Impressions on the Shroud of Turin – Story in the Modesto Bee Faith & Values Section
Interesting story, worth reading in its entirety.
Dr. Steve Wunschel, a Modesto urologist, went to see the shroud with his wife, Beka, and their two daughters, Madeline and Liza. They had planned to be in Italy but didn’t know about the shroud exhibit until their pastor, the Rev. Joseph Illo of St. Joseph’s Church, told them about it and offered to get them tickets.
Illo spent nine months in Italy on a study leave and, along with other priests in Italy, had been asked by the Vatican to spend time in Torino hearing confessions for the 2 million people who showed up to see the shroud. This was only the fifth public exposition of the shroud since 1898 and the longest in its modern history.
Illo saw the shroud three times, including one memorable, private moment with only two other priests in the church.
Merilyn Copland, an Old Testament, history and archaeology professor at William Jessup University in Rocklin, was in Modesto last week to give a seminar on the top 10 discoveries in biblical archaeology. The shroud is one of those, and although she hasn’t seen it, she has seen a bronze statue made from the cloth’s measurements and markings. The bronze figure is on display in Jerusalem.

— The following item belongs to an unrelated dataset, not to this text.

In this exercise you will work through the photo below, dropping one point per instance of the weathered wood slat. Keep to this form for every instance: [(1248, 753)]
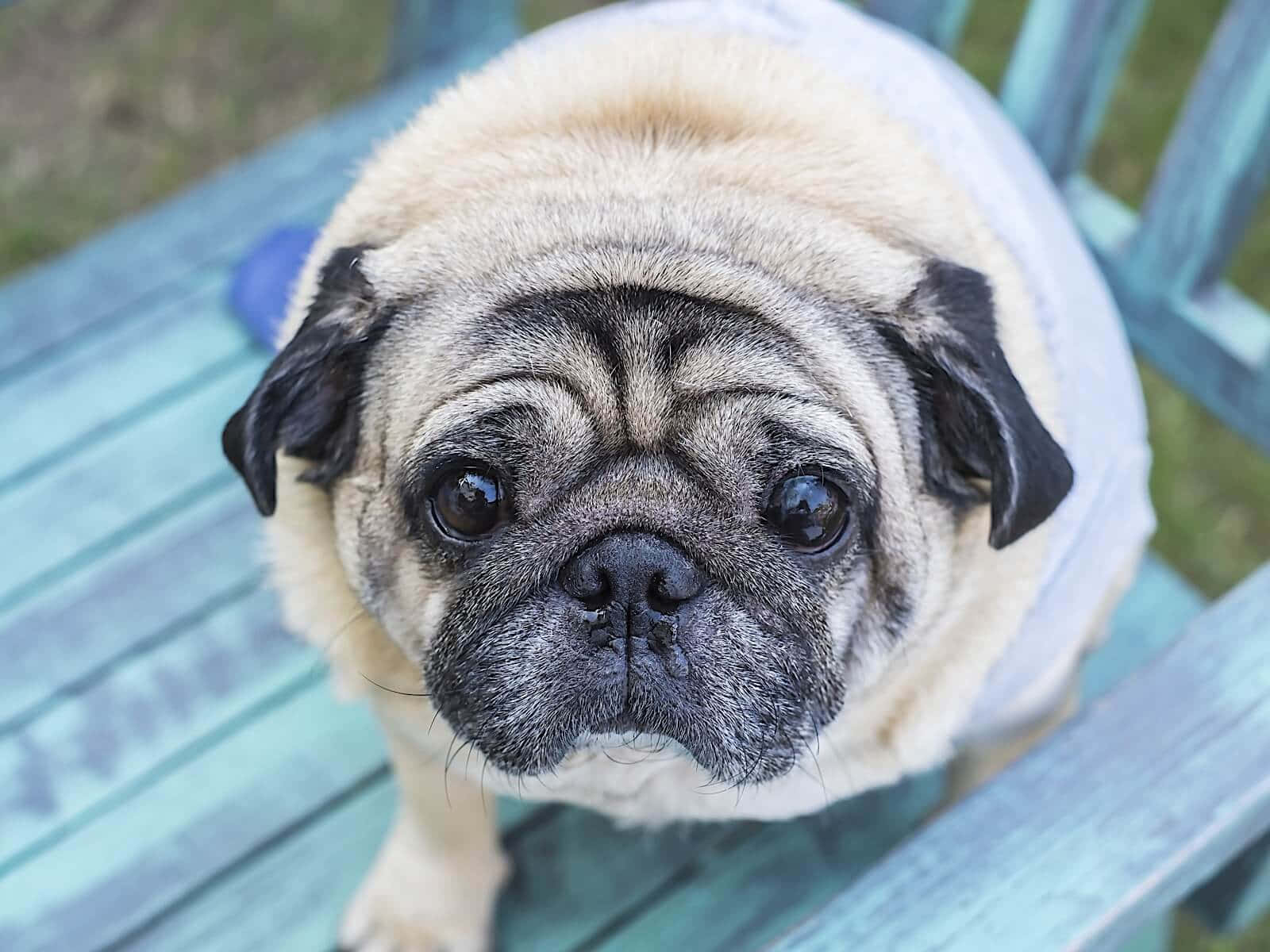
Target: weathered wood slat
[(308, 877), (745, 896), (1238, 895), (427, 32), (86, 391), (89, 501), (1216, 164), (672, 888), (1216, 346), (747, 886), (937, 22), (102, 743), (296, 179), (139, 596), (1156, 936), (1105, 827), (120, 869), (1062, 71)]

Last week, the Wunschels, Illo and Copland shared with The Bee their experiences and beliefs regarding the shroud:
Read the entire story: Strong impressions from the Shroud of Turin – Faith & Values – Modbee.com
The Shroud of Turin may be the real burial cloth of Jesus. The carbon dating, once seemingly proving it was a medieval fake, is now widely thought of as suspect and meaningless. Even the famous Atheist Richard Dawkins admits it is controversial. Christopher Ramsey, the director of the Oxford Radiocarbon Laboratory, thinks more testing is needed. So do many other scientists and archeologists. This is because there are significant scientific and non-religious reasons to doubt the validity of the tests. Chemical analysis, all nicely peer-reviewed in scientific journals and subsequently confirmed by numerous chemists, shows that samples tested are chemically unlike the whole cloth. It was probably a mixture of older threads and newer threads woven into the cloth as part of a medieval repair. Recent robust statistical studies add weight to this theory. Philip Ball, the former physical science editor for Nature when the carbon dating results were published, recently wrote: “It’s fair to say that, despite the seemingly definitive tests in 1988, the status of the Shroud of Turin is murkier than ever.” If we wish to be scientific we must admit we do not know how old the cloth is. But if the newer thread is about half of what was tested – and some evidence suggests that – it is possible that the cloth is from the time of Christ.